At presentation, patient age was 33.6 ± 6.0 years and gestation week was 29.8 ± 4.7. Presenting symptoms were visual disturbances (n = 5), diplopia (n = 1), headache (n = 1) and features suggestive for chronic hypercortisolism (n = 1). Two cases (#3 and #5) had been previously reported [31, 32]. Significant patient data at presentation are reported in Table 1.
Mother and fetus vital parameters were strictly monitored up to delivery (n = 5). Pregnancy was uncomplicated and the newborns were healthy. A patient with ACTH secreting adenoma (case #2) required pregnancy interruption at 24 weeks of gestation.
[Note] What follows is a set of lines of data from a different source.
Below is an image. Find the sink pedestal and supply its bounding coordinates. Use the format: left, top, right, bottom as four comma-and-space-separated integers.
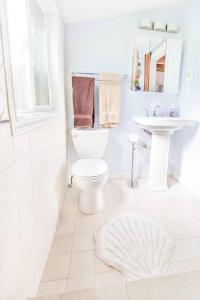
148, 131, 171, 191
132, 116, 194, 191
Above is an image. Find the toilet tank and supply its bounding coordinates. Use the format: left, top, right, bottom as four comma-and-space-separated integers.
72, 129, 109, 158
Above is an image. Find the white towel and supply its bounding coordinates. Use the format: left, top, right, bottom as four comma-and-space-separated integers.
99, 73, 120, 128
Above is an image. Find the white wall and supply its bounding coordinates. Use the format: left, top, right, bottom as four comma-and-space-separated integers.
174, 0, 200, 196
65, 9, 182, 177
0, 14, 66, 300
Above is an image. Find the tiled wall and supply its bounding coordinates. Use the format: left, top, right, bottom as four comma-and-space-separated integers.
0, 117, 66, 300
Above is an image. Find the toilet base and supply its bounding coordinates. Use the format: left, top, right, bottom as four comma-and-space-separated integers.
79, 190, 103, 215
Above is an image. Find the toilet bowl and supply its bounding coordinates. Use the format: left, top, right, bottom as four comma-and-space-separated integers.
71, 129, 108, 214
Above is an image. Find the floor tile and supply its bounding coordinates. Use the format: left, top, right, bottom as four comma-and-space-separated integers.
95, 271, 125, 287
42, 254, 70, 281
155, 273, 199, 300
127, 279, 163, 300
60, 289, 95, 300
72, 232, 94, 252
94, 255, 115, 273
95, 284, 128, 300
28, 295, 60, 300
50, 234, 73, 254
56, 216, 75, 235
38, 280, 67, 296
69, 251, 94, 278
74, 216, 94, 233
67, 275, 95, 292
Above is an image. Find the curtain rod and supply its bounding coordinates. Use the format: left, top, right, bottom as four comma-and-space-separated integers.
71, 72, 130, 82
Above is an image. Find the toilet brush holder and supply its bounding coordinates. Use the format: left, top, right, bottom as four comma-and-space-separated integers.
127, 135, 139, 189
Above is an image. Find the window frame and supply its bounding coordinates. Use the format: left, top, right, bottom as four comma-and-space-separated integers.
0, 0, 61, 135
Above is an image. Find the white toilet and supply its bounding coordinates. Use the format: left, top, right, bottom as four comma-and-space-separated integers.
71, 129, 109, 214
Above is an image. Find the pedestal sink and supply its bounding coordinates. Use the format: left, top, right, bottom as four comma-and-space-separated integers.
132, 116, 194, 191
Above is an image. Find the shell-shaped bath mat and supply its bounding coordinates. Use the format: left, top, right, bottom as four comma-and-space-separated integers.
95, 214, 175, 280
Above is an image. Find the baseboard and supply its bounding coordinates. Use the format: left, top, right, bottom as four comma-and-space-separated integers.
109, 171, 176, 179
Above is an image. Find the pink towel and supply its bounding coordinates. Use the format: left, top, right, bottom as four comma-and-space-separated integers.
72, 76, 95, 127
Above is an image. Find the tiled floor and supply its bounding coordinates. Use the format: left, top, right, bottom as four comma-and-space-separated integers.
30, 178, 200, 300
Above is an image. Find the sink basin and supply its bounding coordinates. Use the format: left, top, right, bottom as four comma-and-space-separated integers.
132, 116, 194, 191
132, 116, 194, 133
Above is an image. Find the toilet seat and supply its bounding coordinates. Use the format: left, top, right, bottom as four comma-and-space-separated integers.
71, 159, 108, 180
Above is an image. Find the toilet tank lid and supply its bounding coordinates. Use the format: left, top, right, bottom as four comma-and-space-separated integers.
71, 128, 109, 136
71, 159, 108, 177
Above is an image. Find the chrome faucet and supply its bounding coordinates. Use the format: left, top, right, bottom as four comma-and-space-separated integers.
153, 105, 160, 117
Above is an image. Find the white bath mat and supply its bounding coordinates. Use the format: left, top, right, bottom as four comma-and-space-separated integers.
95, 214, 175, 280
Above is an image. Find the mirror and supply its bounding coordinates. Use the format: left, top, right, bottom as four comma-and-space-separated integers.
132, 36, 182, 93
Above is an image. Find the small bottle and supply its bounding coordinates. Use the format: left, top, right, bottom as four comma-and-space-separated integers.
169, 106, 176, 118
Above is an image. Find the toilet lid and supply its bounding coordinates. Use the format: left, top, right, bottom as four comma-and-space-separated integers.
72, 159, 108, 177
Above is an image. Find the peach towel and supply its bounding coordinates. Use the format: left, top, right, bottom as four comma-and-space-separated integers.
99, 73, 120, 128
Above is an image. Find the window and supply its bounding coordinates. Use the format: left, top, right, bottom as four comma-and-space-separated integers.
1, 0, 58, 132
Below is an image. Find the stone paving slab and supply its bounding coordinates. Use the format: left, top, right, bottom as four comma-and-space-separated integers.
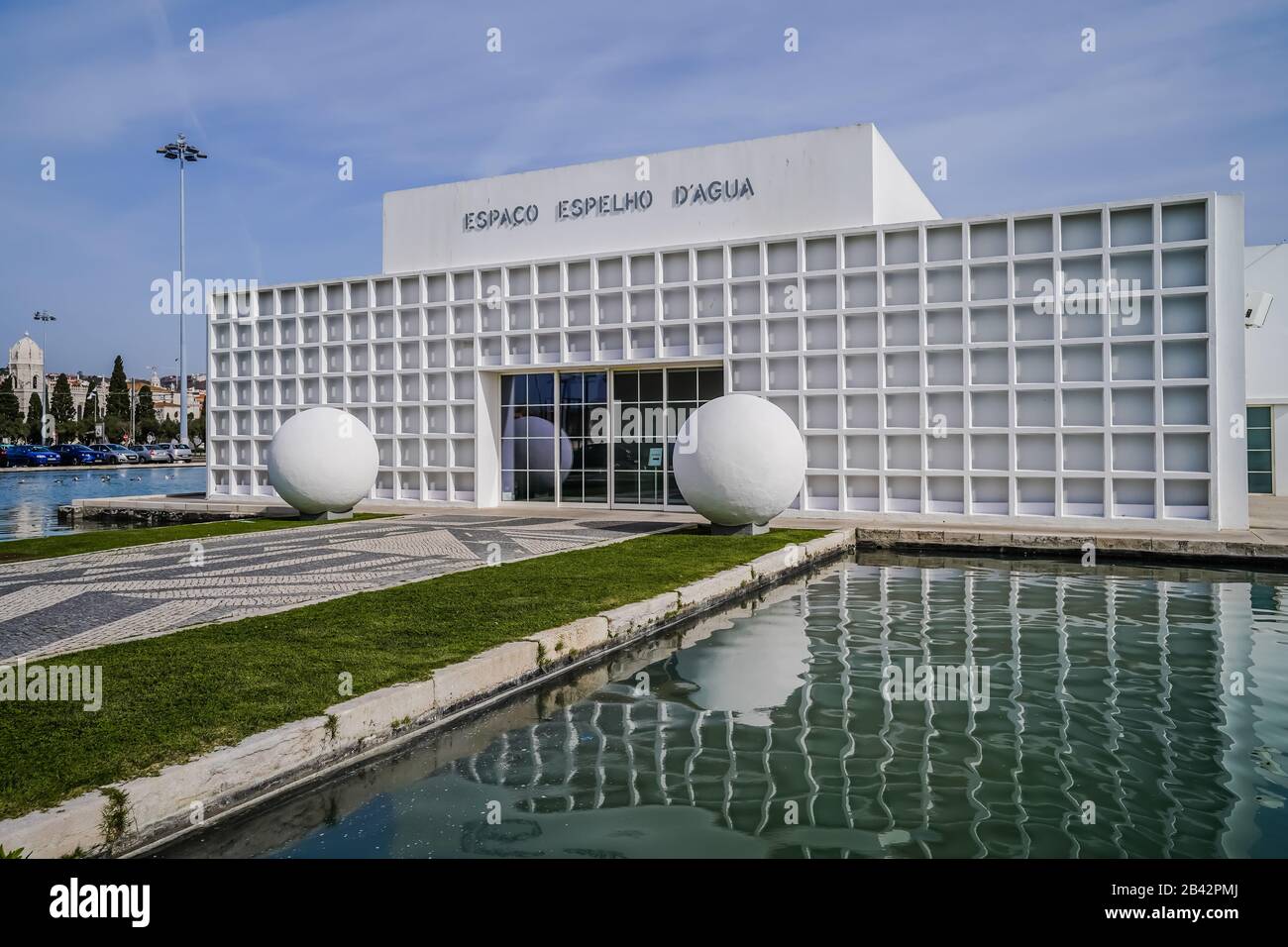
0, 511, 674, 660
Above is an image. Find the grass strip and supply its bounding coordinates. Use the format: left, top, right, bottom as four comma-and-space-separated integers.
0, 528, 824, 818
0, 513, 396, 565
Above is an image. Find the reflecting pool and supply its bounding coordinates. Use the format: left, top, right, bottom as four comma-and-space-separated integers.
163, 553, 1288, 858
0, 464, 206, 540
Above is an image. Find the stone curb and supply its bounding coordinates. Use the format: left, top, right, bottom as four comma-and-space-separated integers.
0, 530, 855, 858
855, 527, 1288, 565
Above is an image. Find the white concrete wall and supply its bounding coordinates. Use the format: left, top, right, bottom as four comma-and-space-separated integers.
209, 194, 1246, 527
1216, 194, 1248, 530
383, 125, 939, 273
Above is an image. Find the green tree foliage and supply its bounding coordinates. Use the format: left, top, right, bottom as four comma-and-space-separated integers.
107, 356, 130, 430
26, 391, 46, 445
49, 372, 76, 427
134, 385, 160, 441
Five patients underwent endoscopic endonasal surgery after delivery because of symptoms persistence. Surgery was uneventful. Tumor exeresis was radical in 4 (80%) cases, while in one with hemorrhagic craniopharyngioma, the first surgery allowed the decompression of the optic nerve and chiasm, and radical resection was achieved by second surgery, performed two years later (Table 2). A patient with cavernous sinus meningioma had spontaneous regression of diplopia after delivery and underwent proton-beam therapy (Table 2).
Mean follow up was 88.6 ± 28.8 months. At last evaluation, patients treated with surgery were free from disease, while the one treated with hadrotherapy had a stable tumor remnant (Table 2).
Case illustration
Case 1
A 35-year-old woman at 30 weeks of gestation was referred to neurosurgical attention for the onset of severe headache and progressive visual deficit. Visual field examination revealed an incomplete bitemporal hemianopia. Basal pituitary function was preserved. Fetus vital parameters and development were normal for gestational age. MRI demonstrated the presence of an endo- and suprasellar tumor, compressing the optic chiasm. Wait and see approach with close patient and fetus clinical monitoring and repetition of visual field examination was chosen.
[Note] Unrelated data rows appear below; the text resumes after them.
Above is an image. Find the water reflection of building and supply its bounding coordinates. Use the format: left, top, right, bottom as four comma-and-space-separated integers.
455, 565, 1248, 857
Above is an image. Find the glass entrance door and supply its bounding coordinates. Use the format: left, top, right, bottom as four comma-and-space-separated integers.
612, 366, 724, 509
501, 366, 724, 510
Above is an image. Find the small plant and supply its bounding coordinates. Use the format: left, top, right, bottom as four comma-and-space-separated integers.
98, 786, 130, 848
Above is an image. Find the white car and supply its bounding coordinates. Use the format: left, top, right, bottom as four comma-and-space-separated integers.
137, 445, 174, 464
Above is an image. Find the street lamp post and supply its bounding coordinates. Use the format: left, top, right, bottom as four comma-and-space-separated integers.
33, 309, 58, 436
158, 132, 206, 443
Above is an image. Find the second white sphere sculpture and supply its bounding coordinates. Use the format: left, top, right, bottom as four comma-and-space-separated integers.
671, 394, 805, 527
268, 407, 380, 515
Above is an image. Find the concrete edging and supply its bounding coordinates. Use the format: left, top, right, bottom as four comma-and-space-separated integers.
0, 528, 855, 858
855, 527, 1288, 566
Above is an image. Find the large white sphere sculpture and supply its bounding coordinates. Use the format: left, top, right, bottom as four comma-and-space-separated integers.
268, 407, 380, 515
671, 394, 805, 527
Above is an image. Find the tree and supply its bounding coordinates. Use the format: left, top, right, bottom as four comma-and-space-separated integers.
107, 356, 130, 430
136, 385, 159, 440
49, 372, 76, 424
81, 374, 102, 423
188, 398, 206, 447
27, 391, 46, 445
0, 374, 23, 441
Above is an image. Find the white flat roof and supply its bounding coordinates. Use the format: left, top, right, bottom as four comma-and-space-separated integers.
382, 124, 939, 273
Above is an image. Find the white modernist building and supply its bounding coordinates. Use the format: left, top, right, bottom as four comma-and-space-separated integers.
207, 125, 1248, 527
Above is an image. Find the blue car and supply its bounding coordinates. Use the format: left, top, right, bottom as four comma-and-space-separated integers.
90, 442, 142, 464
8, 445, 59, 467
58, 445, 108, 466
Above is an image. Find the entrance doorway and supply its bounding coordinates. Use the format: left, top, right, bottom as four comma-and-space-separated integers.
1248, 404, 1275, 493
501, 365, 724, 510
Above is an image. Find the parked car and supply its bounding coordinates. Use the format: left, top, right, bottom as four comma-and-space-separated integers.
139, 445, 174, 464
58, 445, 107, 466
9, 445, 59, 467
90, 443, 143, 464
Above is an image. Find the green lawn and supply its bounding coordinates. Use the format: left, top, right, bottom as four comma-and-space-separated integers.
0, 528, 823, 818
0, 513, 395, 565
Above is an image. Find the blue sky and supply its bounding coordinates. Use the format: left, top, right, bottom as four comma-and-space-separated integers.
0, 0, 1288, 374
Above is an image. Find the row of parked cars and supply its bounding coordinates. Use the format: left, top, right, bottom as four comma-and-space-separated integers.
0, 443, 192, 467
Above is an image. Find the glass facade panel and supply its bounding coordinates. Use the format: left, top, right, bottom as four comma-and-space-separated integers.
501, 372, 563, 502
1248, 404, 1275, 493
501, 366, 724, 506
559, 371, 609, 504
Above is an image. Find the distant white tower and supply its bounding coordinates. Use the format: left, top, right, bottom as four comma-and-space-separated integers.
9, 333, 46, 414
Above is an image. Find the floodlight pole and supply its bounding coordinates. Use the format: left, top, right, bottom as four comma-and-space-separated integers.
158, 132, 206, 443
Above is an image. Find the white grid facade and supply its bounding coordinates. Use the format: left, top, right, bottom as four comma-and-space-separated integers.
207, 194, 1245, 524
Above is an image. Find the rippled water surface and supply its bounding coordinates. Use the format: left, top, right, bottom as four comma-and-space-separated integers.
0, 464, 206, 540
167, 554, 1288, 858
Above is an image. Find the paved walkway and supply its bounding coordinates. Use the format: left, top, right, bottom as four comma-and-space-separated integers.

Because of patient persistently complained of anxiety and discomfort associated with visual disturbances, despite the stability of the visual field, after careful gynecological-obstetrician counseling with the evaluations of risks and benefits for the mother and fetus health, elective Caesarian section was performed at 34 weeks of gestation, with no complications. For the potential spontaneous mass reduction, and consequent resolution of compressive effects, after the cessation of pregnancy-associated hormone hyperstimulation, we decided postpone surgery. Since no spontaneous tumor reduction at MRI (Fig. 2a) nor improvement of visual symptoms occurred, the patient underwent elective endoscopic endonasal surgery two weeks after delivery. Tumor resection was radical and uneventful (Fig. 2b). Histopathological examination revealed the presence of bipolar spindled cells arranged in fascicular or storiform pattern, with strong and diffuse staining for vimentin, and nuclear expression of TTF1. GFAP varied from focal to moderate and patcy. EMA staining pattern was patchy and prevalent in cytoplasm. The Ki67 index was low (< 2%). All these features are typical of pituicytoma.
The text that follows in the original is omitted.